I’m (in)famous in my family for buying Christmas gifts at the last minute. It’s become so much of a trope that I almost feel obligated to leave a little shopping until the end just so there can be familiar conversation every year. At least I tell myself that to boost my own spirits; I doubt it has much credence with anyone else. We also celebrate Christmas a week early to simplify logistics, meaning I have even less time in which to purchase gifts. In comparison with most years, I have already made tremendous progress—I am only one-and-a-half gifts short of being finished. That said, the remainder of my purchases will be James David specials as we are past any shipping deadline and I am working on a lot of different things simultaneously.
I take a modicum of pride in the gifts I give, though. In recent years, they have become much more tailored to the recipients. I will never be a gift-giving wizard, but the act of wracking my brain to generate ideas helps me appreciate the people to whom I’m giving the gifts. That may be odd, but for me it’s true. As the rest of you conclude your Christmas shopping, I hope that you experience something similar.
We have always worked in multiple time zones at Barlow & Williams, but there has been an extended project for one of our west coast clients that has taken our nascent firm into uncharted territory in regard to scheduling. It has given me flashbacks to one of the worst elements of my time working at a big law firm, working full workdays in multiple time zones. When I was at the big firm, this meant working all day on tasks for partners based in New York and then at night and in the early morning for partners based in Los Angeles who just assumed that whatever task they sent me would be completed by their morning since I was three hours ahead. It created a dynamic captured by the cliché of burning a candle at both ends. Eventually, I decided enough was enough and I embarked on the path that led me to the crazy professional life I have now.
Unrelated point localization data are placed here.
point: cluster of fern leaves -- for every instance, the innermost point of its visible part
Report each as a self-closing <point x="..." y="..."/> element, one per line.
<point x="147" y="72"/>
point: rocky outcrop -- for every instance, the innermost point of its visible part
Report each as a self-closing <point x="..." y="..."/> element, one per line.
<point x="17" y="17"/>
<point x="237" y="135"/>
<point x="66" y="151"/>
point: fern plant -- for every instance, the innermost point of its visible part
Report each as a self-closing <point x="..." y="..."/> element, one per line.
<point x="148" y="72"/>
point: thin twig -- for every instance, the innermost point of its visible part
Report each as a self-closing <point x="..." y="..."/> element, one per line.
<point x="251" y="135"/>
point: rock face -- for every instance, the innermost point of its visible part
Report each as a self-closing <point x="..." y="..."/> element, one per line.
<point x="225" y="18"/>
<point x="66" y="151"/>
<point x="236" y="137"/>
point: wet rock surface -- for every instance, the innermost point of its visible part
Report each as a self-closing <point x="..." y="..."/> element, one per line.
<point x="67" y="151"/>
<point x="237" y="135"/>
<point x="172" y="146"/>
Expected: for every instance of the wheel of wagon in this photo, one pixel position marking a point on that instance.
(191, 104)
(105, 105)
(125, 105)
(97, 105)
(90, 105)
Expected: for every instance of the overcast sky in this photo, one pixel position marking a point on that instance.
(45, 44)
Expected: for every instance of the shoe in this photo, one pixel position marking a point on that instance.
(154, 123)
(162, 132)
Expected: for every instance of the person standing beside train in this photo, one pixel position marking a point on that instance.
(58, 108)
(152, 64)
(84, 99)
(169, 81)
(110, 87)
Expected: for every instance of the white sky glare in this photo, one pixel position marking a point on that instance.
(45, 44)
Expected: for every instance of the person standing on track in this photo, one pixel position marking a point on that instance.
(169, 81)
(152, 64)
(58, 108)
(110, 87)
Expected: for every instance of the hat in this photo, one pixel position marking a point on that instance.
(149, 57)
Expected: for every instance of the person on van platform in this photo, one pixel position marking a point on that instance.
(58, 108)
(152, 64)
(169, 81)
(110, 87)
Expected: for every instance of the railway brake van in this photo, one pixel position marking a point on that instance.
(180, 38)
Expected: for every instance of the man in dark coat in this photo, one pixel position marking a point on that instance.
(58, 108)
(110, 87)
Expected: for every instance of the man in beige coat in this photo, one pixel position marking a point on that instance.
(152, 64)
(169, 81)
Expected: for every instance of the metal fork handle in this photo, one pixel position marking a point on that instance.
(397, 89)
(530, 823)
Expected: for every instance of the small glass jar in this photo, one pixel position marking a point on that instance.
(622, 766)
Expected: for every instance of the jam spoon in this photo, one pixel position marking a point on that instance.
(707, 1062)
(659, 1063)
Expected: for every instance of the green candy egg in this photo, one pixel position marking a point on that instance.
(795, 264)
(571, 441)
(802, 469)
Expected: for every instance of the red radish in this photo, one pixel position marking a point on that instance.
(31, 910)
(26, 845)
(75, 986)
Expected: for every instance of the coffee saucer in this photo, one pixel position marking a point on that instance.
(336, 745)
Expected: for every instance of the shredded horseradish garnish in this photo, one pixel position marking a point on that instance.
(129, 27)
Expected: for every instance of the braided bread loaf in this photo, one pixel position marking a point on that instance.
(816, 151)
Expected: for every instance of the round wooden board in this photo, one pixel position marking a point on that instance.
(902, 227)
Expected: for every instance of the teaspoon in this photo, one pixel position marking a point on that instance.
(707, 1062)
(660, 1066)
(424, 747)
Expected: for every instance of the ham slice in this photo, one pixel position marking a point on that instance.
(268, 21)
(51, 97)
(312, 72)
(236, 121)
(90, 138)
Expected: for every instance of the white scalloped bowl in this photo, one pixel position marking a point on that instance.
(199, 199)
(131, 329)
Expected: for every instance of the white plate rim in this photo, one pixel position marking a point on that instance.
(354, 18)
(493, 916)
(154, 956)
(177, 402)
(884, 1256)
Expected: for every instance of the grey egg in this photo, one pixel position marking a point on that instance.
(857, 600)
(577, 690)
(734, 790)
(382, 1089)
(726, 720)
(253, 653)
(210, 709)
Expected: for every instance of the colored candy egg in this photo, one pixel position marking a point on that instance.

These few weeks have not been as bad as that period. There have been world cup matches to watch during any afternoon lull (at least part of the matches, anyway) and there have only been a couple of late, late nights. Some of the angst is probably the result of working from home. I only leave my building to go to the gym or to go for a walk, and with daylight hours decreasing it has felt stifling on some days. That is going to change, though, as I’ll be traveling next week for an early family Christmas celebration. For now, I’ll just white knuckle through it and wait for the completion of the end-of-year rush.
I spent the Thanksgiving holiday with my immediate family near the beach—no sand for me but there were several walks in the salt air when it wasn’t raining. I did what I could to take a few days away from the computer. I didn’t quite succeed in that endeavor, but things were slow with work as counterparties were all offline. It was a time of reflection of how much the lives of almost everyone in the family have changed over the past year. While I may be living in the same place as I was a year ago, my work is different and more fruitful than what I expected. As my work continues to evolve, where I am this time next year could be just as different from where I am now (crazy as that possibility sounds given just how much has changed this year). For those who follow this chronicle closely, this will read like a repeat of last week’s missive. In many ways it is, aided by the extra time for contemplation during some long drives to the coast and back.